I write for a living, which means I spend most of my waking hours hunched over a screen. My favorite “office” is the couch, laptop balanced on my thighs, shoulders curling forward like a question mark. I know it’s bad. I do it anyway.
So when the “adult tummy time” trend started popping up across my social media feeds, I paid attention. The idea is simple enough: to undo some of the damage from all that slouching, lie on your stomach for a few minutes a day. I decided to test it for a week. For 15 minutes every day, I’d lie on the floor—and I figured I’d work on my laptop while doing so. (Kill two birds with one stone!) Here’s how it actually went.
What adult tummy time actually is
Let’s clear something up first. Adult tummy time is not just flopping face-down on the floor or napping on your belly.
The name comes straight from the tummy time pediatricians recommend for babies, during which they’re placed face-down while awake and supervised, helping them naturally strengthen their neck, shoulders, and core as they push and lift. For grown-ups, it looks a little different—there’s less drool, for one—but adult tummy time is still meant to strengthen your muscles.
Begin by lying face-down, then lift your head and chest and prop yourself up on your forearms—elbows under your shoulders, chest open, hips grounded. If you’ve ever taken a yoga class, this is essentially sphinx pose. It’s a gentle back extension, a.k.a. the deliberate opposite of the forward-curled shape most of us default to all day.

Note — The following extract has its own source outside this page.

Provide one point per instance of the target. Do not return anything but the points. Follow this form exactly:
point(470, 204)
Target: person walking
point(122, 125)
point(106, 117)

The appeal makes sense. Sitting and staring at screens pulls us into hours of forward flexion. Adult tummy time flips that, gently engaging the muscles that support your neck, upper back, and lower back instead of letting them switch off.
How I actually did it
I did the same routine every day for a full week, while working. Each session, I set my laptop on the floor in front of me, slightly propped up so I wasn’t staring straight down at the screen, then lay on my stomach and came onto my forearms to work for 15 minutes.
- I began each session lying face-down on the floor, letting my body settle and my lower back decompress.
- From there, I lifted my head and chest and propped up onto my forearms. With my laptop open on the floor in front of me, I could see the screen and start typing.
- I held that forearm-supported position for the remainder of my 15 minutes, typing as I went and trying to keep my chest lifted and my neck relaxed rather than craning forward toward the screen.
Fifteen minutes a day. That was the whole commitment.
It was surprisingly hard
Here’s the part the social media clips don’t really prepare you for: adult tummy time is not a passive pose.
I assumed lying down would feel like a break. It didn’t. Holding my chest up, especially on my forearms, required my upper back and neck to actually work. By minute eight or nine, I found myself slouching into my shoulders, and I was constantly reminding myself to maintain proper form.
This makes sense when you think about it. My postural muscles were on autopilot for years while I slumped. Asking them to switch on and hold me upright, even gently, was a real challenge. The fatigue wasn’t a sign I was doing it wrong. It was a sign those muscles had been coasting.
My tip? If you try this, start small. There’s no prize for muscling through 15 minutes on day one.
What it felt like after day seven
Now for the good part. Because despite the effort, it felt really, really good.
After each session, my back felt noticeably less cranky. It felt a bit looser, less like it had been frozen into a hunch. That post-stretch relief was the thing that kept me coming back.
Did a single week transform my posture? No. And I want to be honest about that. Seven days isn’t nearly enough time to rebuild muscle endurance or rewire years of slouching habits. I didn’t suddenly stand taller or wave goodbye to stiffness for good.
But here’s what felt plausible: if I kept this up, I could see it helping. Not as a miracle cure, but as a small, repeatable reset that builds posture awareness, eases day-to-day stiffness, and slowly improves my tolerance for staying upright.
The bottom line
A week of adult tummy time didn’t fix my posture overnight, and I never expected it to. What it did do was feel genuinely good, leave my back noticeably less cranky, and remind me how much my postural muscles have been napping on the job.
If you spend your days curled over a screen like me, I’d recommend trying five minutes on your stomach, chest lifted, tomorrow. Build from there. It won’t transform you in a week, but it might just feel good enough to keep going.